2012/04/11

What is Finnish Fashion? ~駐日フィンランド大使夫人 アンナ・グスタフソンさんに聞く~

What is Finnish Fashion?
~駐日フィンランド大使夫人 アンナ・グスタフソンさんに聞く~
2012年3月上旬
場所:フィンランド大使館(東京・広尾)

  


  清々しい陽気の3月の昼下がり。フィンランド大使館へおじゃましてきました。
駐日フィンランド大使夫人である、アンナ・グスタフソンさんに「フィンランドのファッションとは?」というテーマでいろいろとお話を伺ってきました。
ファッションにも非常に興味のあるアンナ夫人。フィンランドの「ファッション」というフィルターを通して、人として生きていく上で大切なフィンランド流の考え方を教えていただきました。
 
   
   
 
 
 


      清々しい陽気の3月の昼下がり。ご縁あって、「お茶にどうぞ」と大使館へお招きいただきた北欧区。
フィンランド大使館へ入るのは初めてです。
 

ユーロの旗とフィンランド国旗がはためいていました。敷地内にはとってもナチュラルですっきりとした建物が並んでいます。

多くの方をインタビューしてきましたが、公的な方へのインタビューの機会はなかなかないので、緊張という言葉知らずの北欧区もさすがに緊張しました(笑)。思わず、社会人になって初めて担当したあの有名作家さんの取材を思い出したほど(苦笑)。

     




 


    そんな私をにこにこと癒しの笑顔で迎えてくれたアンナ夫人。自らセッティングしたというイッタラ「LUMI」のテーブルウェアでのおもてなし。すぐにコーヒーと焼きたてホヤホヤのプッラ(シナモンロール)が登場!身も心もほぐれていくのがわかりました。

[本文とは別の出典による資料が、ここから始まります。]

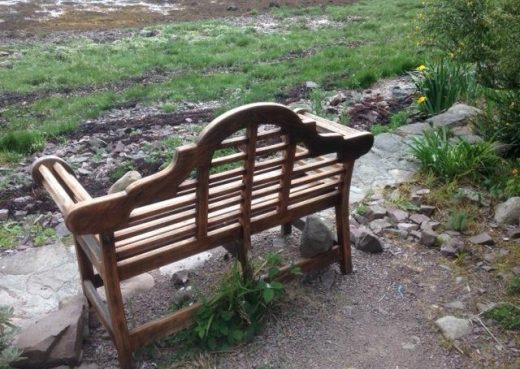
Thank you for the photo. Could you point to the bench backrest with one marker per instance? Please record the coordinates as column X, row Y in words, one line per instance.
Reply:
column 260, row 143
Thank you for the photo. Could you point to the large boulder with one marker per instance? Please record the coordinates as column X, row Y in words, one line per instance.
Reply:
column 456, row 116
column 508, row 212
column 123, row 182
column 316, row 237
column 54, row 340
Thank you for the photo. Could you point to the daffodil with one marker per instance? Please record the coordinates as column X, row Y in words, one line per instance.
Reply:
column 421, row 100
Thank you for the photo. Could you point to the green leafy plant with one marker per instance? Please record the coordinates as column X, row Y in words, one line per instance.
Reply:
column 506, row 314
column 458, row 221
column 236, row 312
column 514, row 286
column 120, row 170
column 8, row 354
column 440, row 85
column 454, row 161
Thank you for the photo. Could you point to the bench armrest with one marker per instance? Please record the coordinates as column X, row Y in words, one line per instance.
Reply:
column 59, row 180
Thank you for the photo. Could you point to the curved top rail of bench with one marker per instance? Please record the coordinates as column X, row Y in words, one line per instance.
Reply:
column 105, row 213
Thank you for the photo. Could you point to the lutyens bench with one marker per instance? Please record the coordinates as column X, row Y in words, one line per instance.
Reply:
column 251, row 169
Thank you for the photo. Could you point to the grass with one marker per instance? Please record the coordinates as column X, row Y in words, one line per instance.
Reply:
column 203, row 61
column 507, row 315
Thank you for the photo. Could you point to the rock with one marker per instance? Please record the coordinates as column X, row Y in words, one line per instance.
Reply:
column 375, row 212
column 54, row 340
column 472, row 195
column 452, row 247
column 180, row 278
column 514, row 233
column 88, row 366
column 316, row 237
column 336, row 99
column 455, row 305
column 4, row 214
column 413, row 129
column 428, row 238
column 397, row 215
column 369, row 242
column 123, row 182
column 456, row 116
column 419, row 218
column 427, row 210
column 379, row 224
column 183, row 297
column 138, row 284
column 407, row 227
column 482, row 239
column 508, row 212
column 148, row 32
column 454, row 328
column 311, row 85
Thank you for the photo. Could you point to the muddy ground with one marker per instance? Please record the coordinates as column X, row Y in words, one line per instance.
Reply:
column 22, row 20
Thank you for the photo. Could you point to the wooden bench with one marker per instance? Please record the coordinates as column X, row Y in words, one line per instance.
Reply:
column 277, row 171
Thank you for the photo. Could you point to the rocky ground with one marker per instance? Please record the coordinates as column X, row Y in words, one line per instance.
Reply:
column 410, row 270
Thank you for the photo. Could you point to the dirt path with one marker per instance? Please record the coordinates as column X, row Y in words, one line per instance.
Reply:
column 21, row 19
column 379, row 317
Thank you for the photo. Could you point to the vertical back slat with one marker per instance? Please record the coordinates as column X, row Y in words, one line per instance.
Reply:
column 202, row 201
column 247, row 192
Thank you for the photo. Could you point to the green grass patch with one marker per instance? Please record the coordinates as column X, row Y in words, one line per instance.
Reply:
column 204, row 61
column 506, row 314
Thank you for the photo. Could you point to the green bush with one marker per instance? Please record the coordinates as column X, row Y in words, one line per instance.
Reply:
column 235, row 313
column 487, row 34
column 441, row 84
column 8, row 354
column 22, row 142
column 454, row 161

いろんなことを伺ってみたいところでしたが、ここはテーマを絞ってみました。インテリアや建築といったジャンルでは優れたデザインで日本にもファンの多いフィンランド。それでは日本人も関心の高い「ファッション」はどうだろう?フィンランドのファッションとは一体?
 
               
               
北欧区:衣食住、 建築、インテリアがとかく注目されるフィンランドにおいて、現在のファッションの位置づけ、今後どうなっていくとお考えですか?フィンランド人にとって”ファッション”とは?  
   
アンナ夫人:日本ではファッションというと「流行」という意味合いあるかもしれませんが、フィンランドでは流行を追うというよりは、個性やユニークさを求めます。マリメッコような老舗や60年代より活躍しているヴオッコ・ヌルエスニエミのようなデザイナーもあれば、新しい若手デザイナーのものもあります。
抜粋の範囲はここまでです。